I want to keep the death dream with me as well, although I still don’t quite understand it. I found an unexpected paradox in it: the moment when I was most directly facing my own death was the same moment I felt most present in my body. And in the familiar but changed landscape—more vivid, more to experience—I connect to the poet’s question, Body, my house my horse my hound, what will I do when you are fallen…? What will I do when I die? This experience has given me a hint, or at least freed me from some of the fear in asking.

Footnotes

* See, for instance, Gillian Giles, “You Do Not Exist to be Used: Dismantling Ideas of Productivity in Life Purpose,” This Body is Not an Apology, March 5, 2016; see also Rose Hackman, “Women are Just Better at This Stuff: Is Emotional Labor Feminism’s next Frontier?” The Guardian. November 8, 2015.

About the Author(s)


Johanna Luttrell, Ph.D.

Dr. Johanna Luttrell, PhD, is a visiting scholar of political philosophy at the University of Houston’s Hobby School of Public Affairs, where she teaches classes in ethics, political philosophy, feminist philosophy, and general humanities. She received her PhD in Philosophy in 2013 from the University of Oregon, and she writes on issues of human rights, poverty, gender, and race. In the fall of 2016, after contracting a fever while traveling, she was diagnosed with Guillain-Barré syndrome. She is grateful for the awesome and steady care she received from the physical and occupational therapists at TIRR-Memorial Hermann in Houston, who see and care for the whole person.

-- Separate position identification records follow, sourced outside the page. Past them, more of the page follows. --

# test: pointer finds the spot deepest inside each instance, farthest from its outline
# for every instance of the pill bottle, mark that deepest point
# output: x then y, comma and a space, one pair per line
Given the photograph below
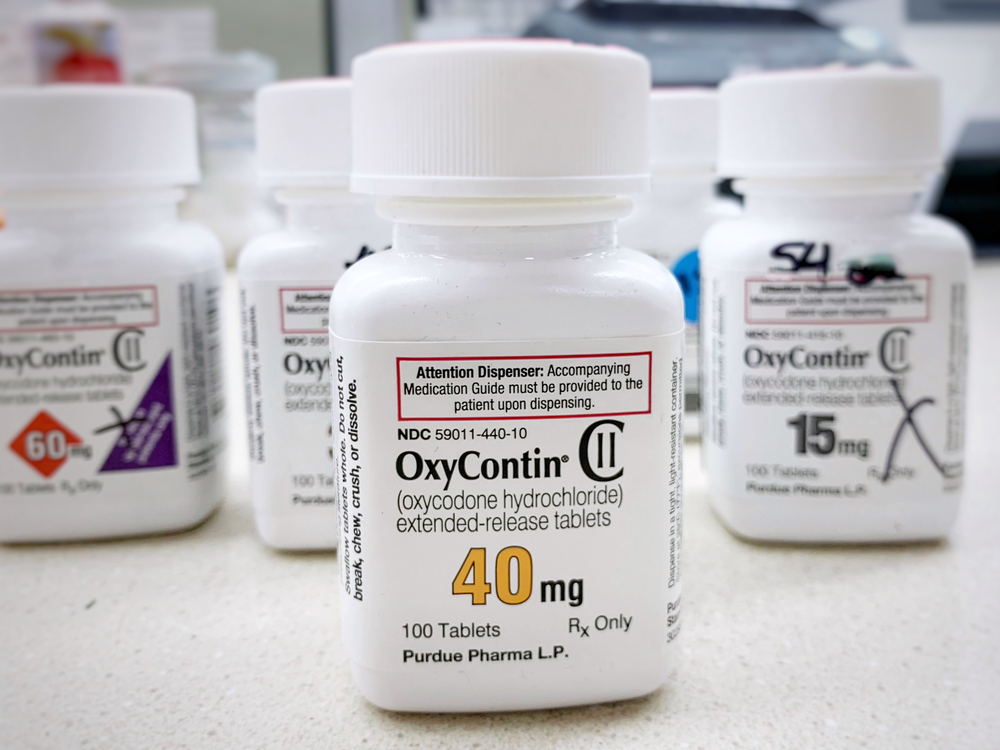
508, 384
111, 397
304, 139
669, 221
833, 315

Now almost fully recovered, she is back to teaching and writing, salsa dancing, experimenting in cooking, connecting to her body through yoga at the YMCA, connecting to God and community at the Upper Room church, doing social justice activism, drinking Texas-sized margaritas at happy hours with friends, and being close to her husband. In the process of writing this piece, Johanna found that the humanities push for a [sometimes uncomfortable] honesty of expression, where she couldn’t hide her vulnerability behind discipline-specific jargon. Thus, the process of writing a personal narrative was new, slightly scary, and very therapeutic. She believes the humanities give space to interpret the fullness of human experience, in all its complexity, allowing for the rich range of human emotion.